Permutation variable importances

See also: Machine learning terms

Permutation Variable Importance

Permutation Variable Importance (PVI) is a technique used in machine learning to evaluate the importance of individual features in a predictive model. This method estimates the impact of a specific feature on the model's predictive accuracy by assessing the changes in model performance when the values of that feature are permuted randomly. The main advantage of PVI is its applicability to a wide range of models, including those that do not provide intrinsic feature importance measures, such as random forests and gradient boosting machines.

Background

PVI was first introduced by Leo Breiman in 2001, in the context of his work on random forests. The technique has since been widely adopted and extended to various other machine learning algorithms. The primary motivation behind PVI is to provide a model-agnostic way to rank features based on their contribution to model performance, which can be useful for feature selection and model interpretation.

Methodology

The basic steps for computing Permutation Variable Importance are as follows:

Train a machine learning model using the original dataset.
Calculate the model's performance metric (for example accuracy, mean squared error, or area under the curve) on a test dataset.
For each feature:
1. Randomly permute the values of the feature in the test dataset, maintaining the original distribution of the other features.
2. Calculate the model's performance metric on the permuted test dataset.
3. Calculate the difference between the performance metric on the original and permuted test datasets.
Average the performance differences across all features to obtain the Permutation Variable Importance score.

The higher the PVI score for a given feature, the more important it is for the model's predictive accuracy.

Limitations

Although PVI is a widely-used and powerful method for assessing feature importance, it has certain limitations:

Computationally expensive: Calculating PVI can be time-consuming, especially for high-dimensional datasets and complex models.
Correlated features: PVI may underestimate the importance of highly correlated features, as the permutation process may not significantly impact the model's performance when other correlated features can provide similar information.
Model instability: The results of PVI may be sensitive to the specific model and training dataset used, which could lead to unreliable feature importance estimates.

Explain Like I'm 5 (ELI5)

Imagine you have a big box of differently shaped and colored Lego bricks. You want to find out which bricks are the most important for building a specific structure. To do this, you first build the structure with all the bricks. Then, you take away one type of brick and replace it with another random type. If the structure becomes weaker or falls apart, it means the brick you took away was very important.

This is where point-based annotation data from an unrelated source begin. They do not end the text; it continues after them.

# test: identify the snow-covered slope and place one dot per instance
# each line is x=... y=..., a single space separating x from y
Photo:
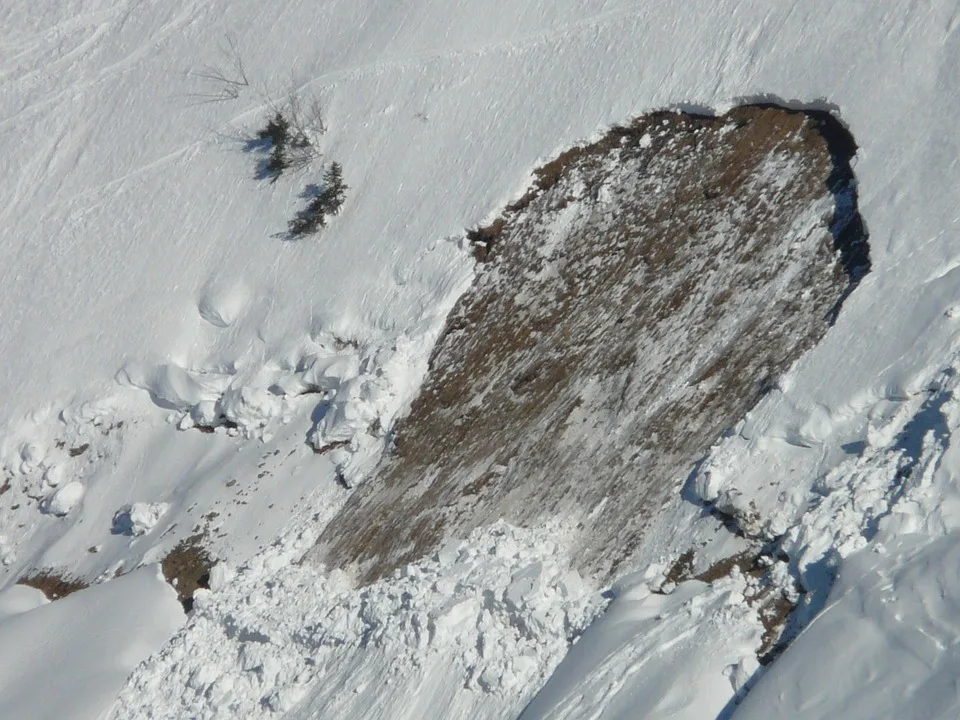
x=143 y=285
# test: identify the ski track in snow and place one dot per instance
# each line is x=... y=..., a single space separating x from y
x=130 y=219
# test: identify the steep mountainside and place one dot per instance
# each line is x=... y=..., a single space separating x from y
x=633 y=305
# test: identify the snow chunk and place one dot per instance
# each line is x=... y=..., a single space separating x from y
x=65 y=499
x=138 y=519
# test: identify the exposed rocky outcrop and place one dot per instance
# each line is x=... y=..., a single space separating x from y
x=634 y=304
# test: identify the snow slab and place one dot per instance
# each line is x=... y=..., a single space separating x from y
x=681 y=655
x=69 y=658
x=142 y=282
x=885 y=645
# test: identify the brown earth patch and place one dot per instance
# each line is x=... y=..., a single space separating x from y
x=53 y=584
x=187 y=568
x=636 y=302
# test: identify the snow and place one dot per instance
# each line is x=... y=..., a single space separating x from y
x=483 y=621
x=65 y=498
x=657 y=656
x=888 y=631
x=71 y=657
x=142 y=284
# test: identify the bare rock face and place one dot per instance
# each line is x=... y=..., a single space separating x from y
x=633 y=305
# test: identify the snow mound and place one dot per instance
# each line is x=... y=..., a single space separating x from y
x=498 y=610
x=138 y=519
x=626 y=664
x=889 y=631
x=74 y=654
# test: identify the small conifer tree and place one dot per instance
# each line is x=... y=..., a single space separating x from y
x=327 y=202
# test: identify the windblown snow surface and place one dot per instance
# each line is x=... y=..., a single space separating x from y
x=145 y=293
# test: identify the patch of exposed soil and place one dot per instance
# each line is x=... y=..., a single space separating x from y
x=187 y=568
x=53 y=584
x=634 y=304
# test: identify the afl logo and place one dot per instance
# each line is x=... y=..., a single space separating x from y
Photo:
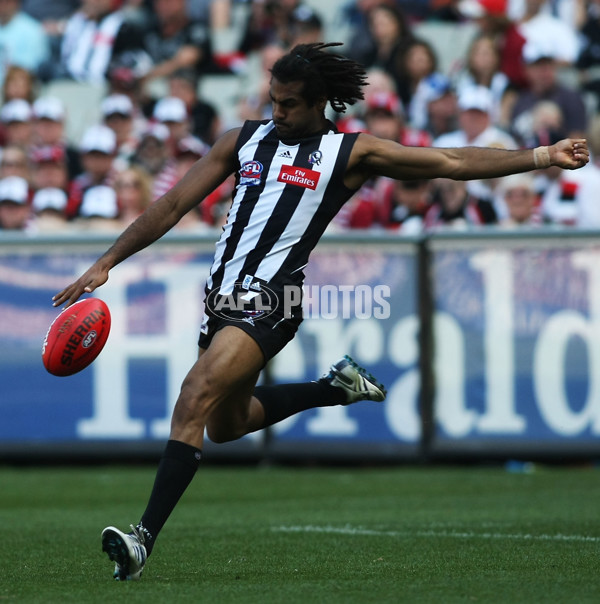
x=315 y=158
x=250 y=173
x=241 y=304
x=89 y=339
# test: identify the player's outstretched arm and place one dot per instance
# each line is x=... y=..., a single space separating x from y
x=204 y=176
x=373 y=156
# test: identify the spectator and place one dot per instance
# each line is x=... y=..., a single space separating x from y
x=133 y=187
x=402 y=205
x=49 y=168
x=19 y=83
x=482 y=68
x=268 y=23
x=173 y=41
x=256 y=103
x=98 y=147
x=154 y=154
x=384 y=117
x=589 y=57
x=544 y=85
x=49 y=207
x=476 y=130
x=53 y=16
x=99 y=210
x=571 y=200
x=518 y=201
x=306 y=26
x=421 y=82
x=14 y=162
x=441 y=108
x=357 y=16
x=49 y=131
x=94 y=35
x=22 y=39
x=172 y=112
x=15 y=212
x=452 y=207
x=16 y=117
x=538 y=27
x=390 y=36
x=117 y=112
x=204 y=119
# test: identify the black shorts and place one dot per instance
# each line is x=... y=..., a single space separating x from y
x=271 y=329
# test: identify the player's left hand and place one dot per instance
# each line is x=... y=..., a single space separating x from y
x=570 y=153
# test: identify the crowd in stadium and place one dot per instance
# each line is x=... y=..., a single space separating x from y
x=530 y=76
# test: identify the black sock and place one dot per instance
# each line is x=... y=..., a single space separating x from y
x=284 y=400
x=176 y=469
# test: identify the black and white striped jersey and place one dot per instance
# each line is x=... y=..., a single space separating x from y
x=285 y=196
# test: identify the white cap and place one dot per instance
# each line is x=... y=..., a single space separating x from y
x=50 y=198
x=99 y=138
x=99 y=201
x=14 y=188
x=117 y=103
x=49 y=108
x=16 y=110
x=158 y=131
x=170 y=109
x=537 y=50
x=476 y=97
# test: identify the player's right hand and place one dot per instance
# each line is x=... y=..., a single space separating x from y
x=94 y=277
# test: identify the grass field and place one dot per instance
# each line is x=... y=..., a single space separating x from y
x=331 y=535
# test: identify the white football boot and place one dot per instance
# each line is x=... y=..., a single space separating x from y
x=127 y=550
x=358 y=383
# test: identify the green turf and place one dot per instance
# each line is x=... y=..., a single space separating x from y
x=250 y=535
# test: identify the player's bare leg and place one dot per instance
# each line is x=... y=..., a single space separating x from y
x=219 y=394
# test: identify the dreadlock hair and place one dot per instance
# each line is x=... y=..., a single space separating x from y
x=327 y=74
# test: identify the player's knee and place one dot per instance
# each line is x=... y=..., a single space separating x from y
x=228 y=422
x=225 y=431
x=196 y=399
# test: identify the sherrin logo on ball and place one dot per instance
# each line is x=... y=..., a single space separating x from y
x=76 y=337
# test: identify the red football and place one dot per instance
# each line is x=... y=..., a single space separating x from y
x=76 y=337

This is similar to Permutation Variable Importance in machine learning. We want to find out which pieces of information (features) are the most important for making good predictions. We do this by training a model with all the information and measuring how well it performs. Then, we mix up one piece of information at a time and see how much worse the model gets. The more the model's performance drops, the more important the mixed-up information is for making good predictions.